7 April 2017–First thoughts on the US Attack on Syria   Leave a comment

US President Trump justified his attack on the Syrian air base yesterday on two grounds.  The first was a moral justification:

“On Tuesday, Syria launched a horrific chemical attack on innocent civilians. Using a deadly nerve agent, Assad choked out the lives of hopeless men, women, and children.

It was a slow and brutal death for so many. Even beautiful babies were cruelly murdered in this very barbaric attack. No child of god should ever suffer such horror.”

The second was based on the American national interest:

“It was in the vital national security interest of the US to prevent and deter the use of deadly chemical weapons.

There can be no dispute that Syria used banned chemical weapons, violated its obligations under the chemical weapons convention and ignored the urging of the UN security council.”

Both justifications seem compelling, but we need to withhold judgment until we see how the matter unfolds. But there is a context to these statements that needs to be appreciated.

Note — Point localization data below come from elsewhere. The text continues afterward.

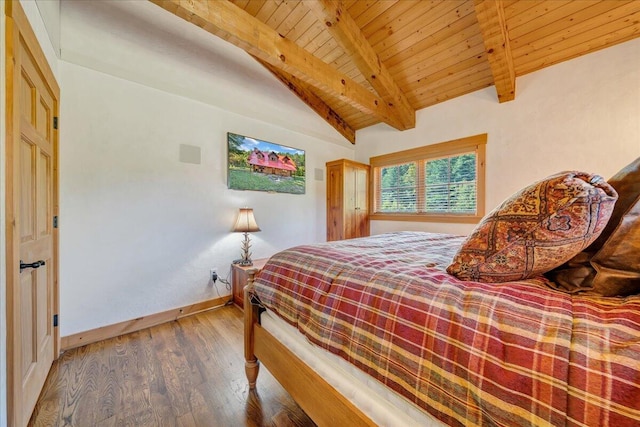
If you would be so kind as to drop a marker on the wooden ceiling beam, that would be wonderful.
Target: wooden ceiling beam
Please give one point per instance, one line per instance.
(490, 14)
(306, 95)
(346, 32)
(227, 21)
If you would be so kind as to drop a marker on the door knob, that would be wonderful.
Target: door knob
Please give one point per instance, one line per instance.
(36, 264)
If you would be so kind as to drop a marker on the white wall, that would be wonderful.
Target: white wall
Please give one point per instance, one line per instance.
(141, 42)
(583, 114)
(139, 229)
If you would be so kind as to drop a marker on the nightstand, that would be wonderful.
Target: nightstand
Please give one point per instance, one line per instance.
(239, 279)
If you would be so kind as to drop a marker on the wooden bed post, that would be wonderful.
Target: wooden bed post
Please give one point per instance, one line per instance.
(251, 364)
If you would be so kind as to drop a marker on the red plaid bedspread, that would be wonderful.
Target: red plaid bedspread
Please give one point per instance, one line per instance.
(511, 354)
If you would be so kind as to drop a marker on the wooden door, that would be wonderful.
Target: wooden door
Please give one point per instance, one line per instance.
(361, 217)
(350, 202)
(335, 220)
(32, 104)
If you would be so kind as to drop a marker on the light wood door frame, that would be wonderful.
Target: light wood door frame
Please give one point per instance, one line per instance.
(18, 30)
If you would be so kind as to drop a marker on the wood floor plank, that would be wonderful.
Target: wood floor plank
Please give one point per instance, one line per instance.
(185, 373)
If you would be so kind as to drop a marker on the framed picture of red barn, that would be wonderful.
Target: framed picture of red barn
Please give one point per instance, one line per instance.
(254, 164)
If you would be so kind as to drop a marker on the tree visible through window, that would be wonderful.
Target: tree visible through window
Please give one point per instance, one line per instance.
(435, 182)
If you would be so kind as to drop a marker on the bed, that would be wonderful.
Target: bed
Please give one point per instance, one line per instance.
(458, 348)
(516, 353)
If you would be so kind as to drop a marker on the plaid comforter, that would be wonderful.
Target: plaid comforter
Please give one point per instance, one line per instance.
(510, 354)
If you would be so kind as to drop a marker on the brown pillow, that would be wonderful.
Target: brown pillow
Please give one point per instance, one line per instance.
(537, 229)
(611, 265)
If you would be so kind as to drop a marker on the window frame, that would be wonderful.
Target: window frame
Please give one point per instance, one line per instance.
(476, 143)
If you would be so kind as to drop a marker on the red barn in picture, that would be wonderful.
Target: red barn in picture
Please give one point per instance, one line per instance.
(271, 163)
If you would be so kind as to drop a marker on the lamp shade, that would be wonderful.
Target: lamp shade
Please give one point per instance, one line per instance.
(246, 221)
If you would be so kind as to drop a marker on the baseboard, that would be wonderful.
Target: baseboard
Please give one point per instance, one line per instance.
(117, 329)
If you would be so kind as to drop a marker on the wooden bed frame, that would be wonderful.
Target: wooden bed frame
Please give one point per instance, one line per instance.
(321, 402)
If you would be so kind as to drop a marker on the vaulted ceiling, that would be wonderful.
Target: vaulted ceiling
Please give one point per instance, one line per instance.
(361, 62)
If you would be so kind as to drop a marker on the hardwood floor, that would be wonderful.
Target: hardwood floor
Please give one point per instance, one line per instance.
(184, 373)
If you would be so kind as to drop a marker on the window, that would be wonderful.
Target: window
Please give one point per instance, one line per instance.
(440, 182)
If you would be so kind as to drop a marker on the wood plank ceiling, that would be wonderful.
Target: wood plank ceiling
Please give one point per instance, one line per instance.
(362, 62)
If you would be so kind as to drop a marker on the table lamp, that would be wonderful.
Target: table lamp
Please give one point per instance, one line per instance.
(245, 223)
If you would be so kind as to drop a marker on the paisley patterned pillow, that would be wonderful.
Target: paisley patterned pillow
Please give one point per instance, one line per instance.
(539, 228)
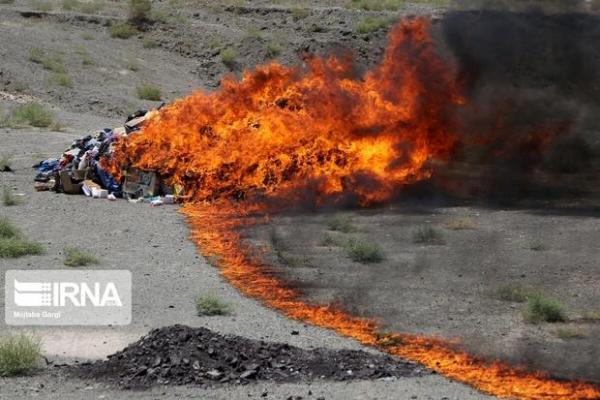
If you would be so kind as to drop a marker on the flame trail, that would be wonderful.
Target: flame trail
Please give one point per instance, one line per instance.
(214, 230)
(283, 131)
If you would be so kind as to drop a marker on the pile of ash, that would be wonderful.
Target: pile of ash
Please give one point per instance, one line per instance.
(179, 355)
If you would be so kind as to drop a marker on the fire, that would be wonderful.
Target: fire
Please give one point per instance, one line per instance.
(280, 132)
(280, 129)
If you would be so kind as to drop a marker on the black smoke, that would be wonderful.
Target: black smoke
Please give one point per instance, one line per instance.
(532, 84)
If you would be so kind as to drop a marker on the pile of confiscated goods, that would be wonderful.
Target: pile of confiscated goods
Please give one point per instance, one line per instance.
(78, 170)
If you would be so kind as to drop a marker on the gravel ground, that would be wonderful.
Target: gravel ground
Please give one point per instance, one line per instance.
(167, 273)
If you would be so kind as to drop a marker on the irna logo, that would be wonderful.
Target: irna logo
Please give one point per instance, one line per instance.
(61, 294)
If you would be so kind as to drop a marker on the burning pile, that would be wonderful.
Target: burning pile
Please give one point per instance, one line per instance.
(281, 129)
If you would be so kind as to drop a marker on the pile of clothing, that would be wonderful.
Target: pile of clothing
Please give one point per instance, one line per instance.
(78, 169)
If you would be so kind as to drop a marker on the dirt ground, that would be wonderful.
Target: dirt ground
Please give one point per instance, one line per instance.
(447, 288)
(167, 275)
(153, 242)
(450, 288)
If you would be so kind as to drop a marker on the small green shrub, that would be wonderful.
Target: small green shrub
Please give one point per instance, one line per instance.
(228, 57)
(376, 5)
(371, 24)
(122, 30)
(592, 315)
(133, 65)
(8, 230)
(147, 91)
(75, 257)
(463, 223)
(570, 333)
(139, 10)
(541, 308)
(330, 240)
(36, 55)
(16, 247)
(364, 252)
(42, 6)
(149, 43)
(341, 223)
(211, 305)
(63, 80)
(300, 13)
(12, 245)
(5, 163)
(8, 199)
(272, 49)
(427, 235)
(514, 293)
(32, 114)
(57, 126)
(537, 245)
(92, 7)
(71, 5)
(254, 33)
(19, 354)
(53, 62)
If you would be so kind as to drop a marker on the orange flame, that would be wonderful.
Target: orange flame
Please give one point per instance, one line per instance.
(281, 129)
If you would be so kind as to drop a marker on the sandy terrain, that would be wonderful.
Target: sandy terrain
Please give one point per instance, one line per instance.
(167, 275)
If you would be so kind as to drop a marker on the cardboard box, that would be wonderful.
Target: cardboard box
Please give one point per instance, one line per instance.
(81, 174)
(69, 186)
(140, 183)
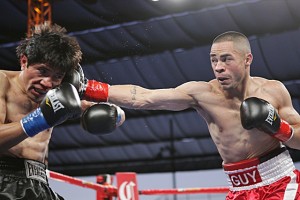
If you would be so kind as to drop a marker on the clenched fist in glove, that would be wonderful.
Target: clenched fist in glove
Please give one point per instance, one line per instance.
(102, 118)
(59, 105)
(258, 113)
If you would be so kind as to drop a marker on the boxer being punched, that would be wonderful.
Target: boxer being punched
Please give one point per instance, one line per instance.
(262, 118)
(32, 102)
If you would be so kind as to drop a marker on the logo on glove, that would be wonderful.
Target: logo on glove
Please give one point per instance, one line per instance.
(271, 116)
(54, 102)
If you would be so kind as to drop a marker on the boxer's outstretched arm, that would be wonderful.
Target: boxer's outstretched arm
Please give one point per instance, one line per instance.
(136, 97)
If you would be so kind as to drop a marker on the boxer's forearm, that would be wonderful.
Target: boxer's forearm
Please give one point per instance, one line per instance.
(136, 97)
(10, 135)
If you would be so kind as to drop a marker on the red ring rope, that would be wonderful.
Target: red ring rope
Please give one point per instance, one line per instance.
(112, 191)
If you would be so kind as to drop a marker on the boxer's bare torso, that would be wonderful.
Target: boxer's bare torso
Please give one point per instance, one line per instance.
(220, 108)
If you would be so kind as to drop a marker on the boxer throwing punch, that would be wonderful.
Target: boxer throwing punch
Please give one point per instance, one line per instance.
(32, 102)
(263, 120)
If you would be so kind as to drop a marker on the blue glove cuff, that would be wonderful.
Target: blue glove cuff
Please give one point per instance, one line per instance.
(34, 123)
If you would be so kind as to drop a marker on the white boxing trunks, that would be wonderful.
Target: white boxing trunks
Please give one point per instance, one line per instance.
(271, 177)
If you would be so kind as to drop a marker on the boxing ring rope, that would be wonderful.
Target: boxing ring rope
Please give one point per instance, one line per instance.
(185, 191)
(106, 191)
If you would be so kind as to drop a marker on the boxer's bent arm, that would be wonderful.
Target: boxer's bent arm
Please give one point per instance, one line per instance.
(136, 97)
(287, 112)
(12, 133)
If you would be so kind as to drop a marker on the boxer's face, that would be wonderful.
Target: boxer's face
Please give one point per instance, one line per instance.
(228, 64)
(39, 78)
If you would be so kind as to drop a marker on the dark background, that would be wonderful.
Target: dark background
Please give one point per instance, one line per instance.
(157, 44)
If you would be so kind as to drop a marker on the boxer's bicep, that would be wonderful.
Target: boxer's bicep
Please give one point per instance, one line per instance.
(3, 90)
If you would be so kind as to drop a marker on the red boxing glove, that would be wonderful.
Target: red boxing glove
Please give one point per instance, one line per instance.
(96, 91)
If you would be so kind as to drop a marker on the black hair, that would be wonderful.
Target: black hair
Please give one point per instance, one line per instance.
(49, 44)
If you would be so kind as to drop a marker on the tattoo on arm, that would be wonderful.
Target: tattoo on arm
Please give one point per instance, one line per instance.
(133, 92)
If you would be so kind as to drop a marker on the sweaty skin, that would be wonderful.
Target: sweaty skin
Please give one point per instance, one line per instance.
(20, 93)
(218, 102)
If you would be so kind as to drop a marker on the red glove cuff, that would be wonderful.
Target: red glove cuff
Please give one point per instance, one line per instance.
(96, 91)
(285, 132)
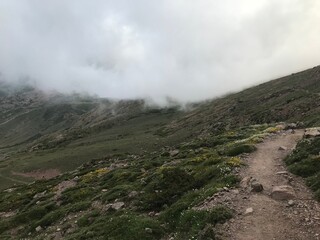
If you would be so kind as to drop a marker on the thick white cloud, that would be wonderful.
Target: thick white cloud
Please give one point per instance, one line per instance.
(184, 49)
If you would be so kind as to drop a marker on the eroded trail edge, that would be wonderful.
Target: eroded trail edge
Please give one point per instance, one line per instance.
(258, 215)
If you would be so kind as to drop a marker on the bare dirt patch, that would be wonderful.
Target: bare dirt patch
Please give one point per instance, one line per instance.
(39, 174)
(257, 215)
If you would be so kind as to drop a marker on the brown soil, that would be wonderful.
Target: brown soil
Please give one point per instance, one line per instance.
(270, 219)
(39, 174)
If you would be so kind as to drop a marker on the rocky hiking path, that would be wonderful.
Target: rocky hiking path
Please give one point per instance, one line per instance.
(261, 215)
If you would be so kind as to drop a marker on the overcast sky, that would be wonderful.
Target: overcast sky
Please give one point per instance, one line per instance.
(185, 49)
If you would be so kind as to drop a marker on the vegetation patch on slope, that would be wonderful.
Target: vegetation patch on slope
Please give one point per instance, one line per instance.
(305, 161)
(145, 196)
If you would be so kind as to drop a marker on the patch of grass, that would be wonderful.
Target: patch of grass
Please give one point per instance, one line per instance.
(305, 161)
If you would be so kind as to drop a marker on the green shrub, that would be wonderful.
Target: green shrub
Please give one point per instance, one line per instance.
(237, 149)
(166, 187)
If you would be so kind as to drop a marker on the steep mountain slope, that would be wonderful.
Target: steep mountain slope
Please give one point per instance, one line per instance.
(293, 98)
(41, 131)
(129, 165)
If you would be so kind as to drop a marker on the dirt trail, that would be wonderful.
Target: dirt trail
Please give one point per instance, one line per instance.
(272, 219)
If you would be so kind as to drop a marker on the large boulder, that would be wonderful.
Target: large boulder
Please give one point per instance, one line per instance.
(284, 192)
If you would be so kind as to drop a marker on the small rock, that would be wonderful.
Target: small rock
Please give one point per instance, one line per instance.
(133, 194)
(282, 148)
(284, 192)
(117, 205)
(256, 186)
(245, 182)
(151, 214)
(248, 211)
(148, 230)
(290, 203)
(38, 229)
(235, 191)
(174, 153)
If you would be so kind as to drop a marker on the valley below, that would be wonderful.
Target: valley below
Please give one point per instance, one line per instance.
(242, 166)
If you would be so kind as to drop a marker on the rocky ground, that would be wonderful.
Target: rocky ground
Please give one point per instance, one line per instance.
(271, 203)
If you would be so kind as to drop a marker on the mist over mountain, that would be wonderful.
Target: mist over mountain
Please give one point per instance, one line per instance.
(184, 50)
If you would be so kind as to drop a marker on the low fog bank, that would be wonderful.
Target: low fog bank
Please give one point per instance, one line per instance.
(169, 51)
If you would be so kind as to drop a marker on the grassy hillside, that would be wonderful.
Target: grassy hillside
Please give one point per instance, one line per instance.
(40, 131)
(127, 164)
(150, 195)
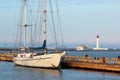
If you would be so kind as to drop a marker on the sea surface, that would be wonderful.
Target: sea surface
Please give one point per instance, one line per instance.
(8, 71)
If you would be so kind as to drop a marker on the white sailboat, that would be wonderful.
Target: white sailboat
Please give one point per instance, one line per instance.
(31, 59)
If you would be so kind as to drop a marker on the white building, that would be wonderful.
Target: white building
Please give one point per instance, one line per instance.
(97, 44)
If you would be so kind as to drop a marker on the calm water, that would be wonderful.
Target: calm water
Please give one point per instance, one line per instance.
(8, 71)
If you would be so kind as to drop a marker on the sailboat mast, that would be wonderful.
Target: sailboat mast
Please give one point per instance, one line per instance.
(25, 25)
(45, 34)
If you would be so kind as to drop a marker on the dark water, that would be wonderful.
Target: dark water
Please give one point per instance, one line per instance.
(8, 71)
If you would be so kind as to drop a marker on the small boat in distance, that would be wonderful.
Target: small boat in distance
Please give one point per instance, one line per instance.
(27, 57)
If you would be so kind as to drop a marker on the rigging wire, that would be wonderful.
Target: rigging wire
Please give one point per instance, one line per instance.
(60, 24)
(54, 29)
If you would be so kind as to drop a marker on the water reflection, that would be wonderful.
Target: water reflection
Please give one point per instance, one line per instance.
(37, 73)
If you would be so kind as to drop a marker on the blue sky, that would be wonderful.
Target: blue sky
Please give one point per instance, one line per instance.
(81, 20)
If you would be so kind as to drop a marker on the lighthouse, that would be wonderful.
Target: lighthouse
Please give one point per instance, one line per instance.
(97, 41)
(97, 44)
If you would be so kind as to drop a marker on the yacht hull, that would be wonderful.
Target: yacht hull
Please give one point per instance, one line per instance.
(40, 61)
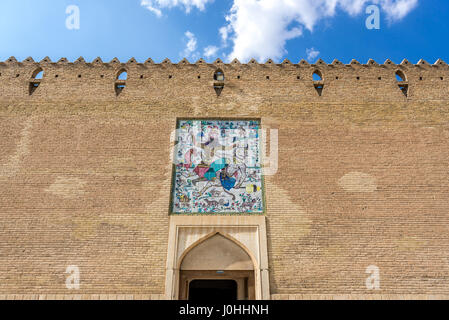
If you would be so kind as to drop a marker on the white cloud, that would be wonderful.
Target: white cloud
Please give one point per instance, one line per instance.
(191, 45)
(211, 51)
(260, 28)
(312, 54)
(156, 6)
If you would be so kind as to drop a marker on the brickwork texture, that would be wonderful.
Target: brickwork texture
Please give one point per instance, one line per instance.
(362, 180)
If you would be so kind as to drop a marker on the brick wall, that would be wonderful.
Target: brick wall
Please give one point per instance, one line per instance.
(363, 173)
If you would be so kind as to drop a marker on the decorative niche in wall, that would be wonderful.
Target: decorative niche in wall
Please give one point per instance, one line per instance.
(217, 167)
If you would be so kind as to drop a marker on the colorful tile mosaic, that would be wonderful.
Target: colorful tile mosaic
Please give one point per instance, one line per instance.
(217, 167)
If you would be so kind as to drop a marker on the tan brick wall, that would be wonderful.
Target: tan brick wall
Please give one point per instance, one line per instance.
(85, 175)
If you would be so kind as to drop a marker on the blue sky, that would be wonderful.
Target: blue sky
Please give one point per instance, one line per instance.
(293, 29)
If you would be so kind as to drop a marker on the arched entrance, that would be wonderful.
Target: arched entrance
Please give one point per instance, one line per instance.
(217, 268)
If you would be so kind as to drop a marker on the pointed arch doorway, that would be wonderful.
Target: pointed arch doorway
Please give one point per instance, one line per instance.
(217, 268)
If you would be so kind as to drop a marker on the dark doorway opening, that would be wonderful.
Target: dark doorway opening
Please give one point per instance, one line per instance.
(212, 290)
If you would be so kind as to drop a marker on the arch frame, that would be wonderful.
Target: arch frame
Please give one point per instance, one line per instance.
(187, 232)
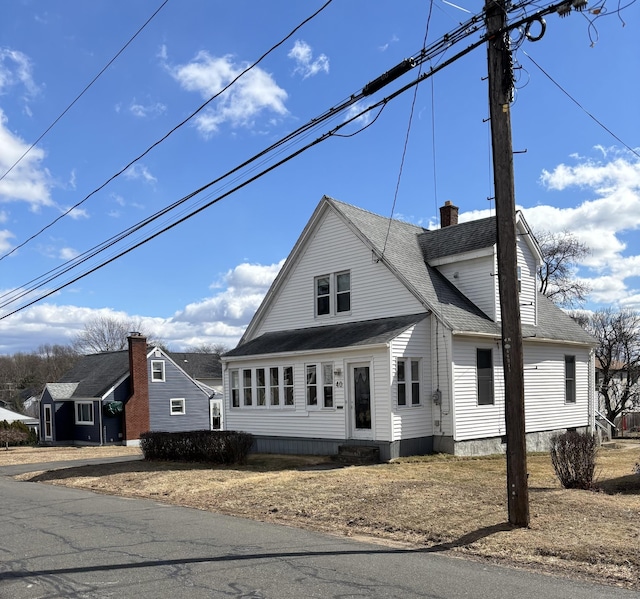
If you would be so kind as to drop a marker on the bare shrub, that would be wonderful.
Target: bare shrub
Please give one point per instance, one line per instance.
(573, 456)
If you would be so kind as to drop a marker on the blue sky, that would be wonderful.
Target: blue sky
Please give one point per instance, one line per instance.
(201, 281)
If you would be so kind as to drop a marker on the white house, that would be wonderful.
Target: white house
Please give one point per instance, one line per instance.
(382, 333)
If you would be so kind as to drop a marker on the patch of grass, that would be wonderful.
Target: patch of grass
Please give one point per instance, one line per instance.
(436, 503)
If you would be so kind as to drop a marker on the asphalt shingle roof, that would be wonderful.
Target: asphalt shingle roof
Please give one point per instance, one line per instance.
(93, 375)
(353, 334)
(406, 249)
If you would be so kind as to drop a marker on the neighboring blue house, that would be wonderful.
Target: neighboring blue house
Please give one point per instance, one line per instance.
(113, 397)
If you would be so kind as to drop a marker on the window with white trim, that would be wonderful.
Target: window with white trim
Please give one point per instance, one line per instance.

First, the Sarin attack in Idlib was clearly an atrocity and a global response to that atrocity was imperative.  The news is reporting that President Trump informed various allies and the Russians about the strike beforehand, but we do not know to what extent he received replies that indicated support for an attack.  The timing of the US response suggests that it was a unilateral act.  I suspect it would have been far better if US allies had had a chance to demonstrate solid support for that specific military attack, as opposed to having little alternative but to agree that the chemical attack demanded a response.

Second, the invocation of the position of the UN Security Council would have been far stronger if the Security Council had had a chance to vote to authorize the use of military force.  Unquestionably, the Russians and the Chinese would have vetoed such a resolution.  But in so doing, both states would have isolated themselves from global public opinion and international law in a way that would have diminished the force of the vetoes and in that sense legitimated a coordinated response by other countries.  I would also parenthetically note that invoking the UN after submitting a budget guideline that reduced US funding for the UN is hypocritical.

Third, identifying the Sarin attack as the single reason for a dramatic change in policy (see an earlier post from 5 April) is somewhat difficult to accept given that almost 300,000 people have already died in the conflict.  Admittedly, Sarin gas is a singularly vicious way to die. But it is problematic to understand the moral framework that allows the earlier inaction of the US to be justified when the deaths of around 60 civilians is so decisive.

Fourth, everything really depends on how the politics unfold.  If it turns out that this is a single strike that does not lead to an escalation of the war, then it is probably justifiable in terms of a message about the impermissible use of chemical weapons.  That message should be heeded by all states in the world.  But if the strike leads to a wider war, then more innocents will die.  The important thing to remember is that all wars are political disputes and that military action is only a way of expressing a calculation of the benefits of holding a particular position.  If defending innocents were the highest priority of states, then, in all likelihood, wars would never be fought.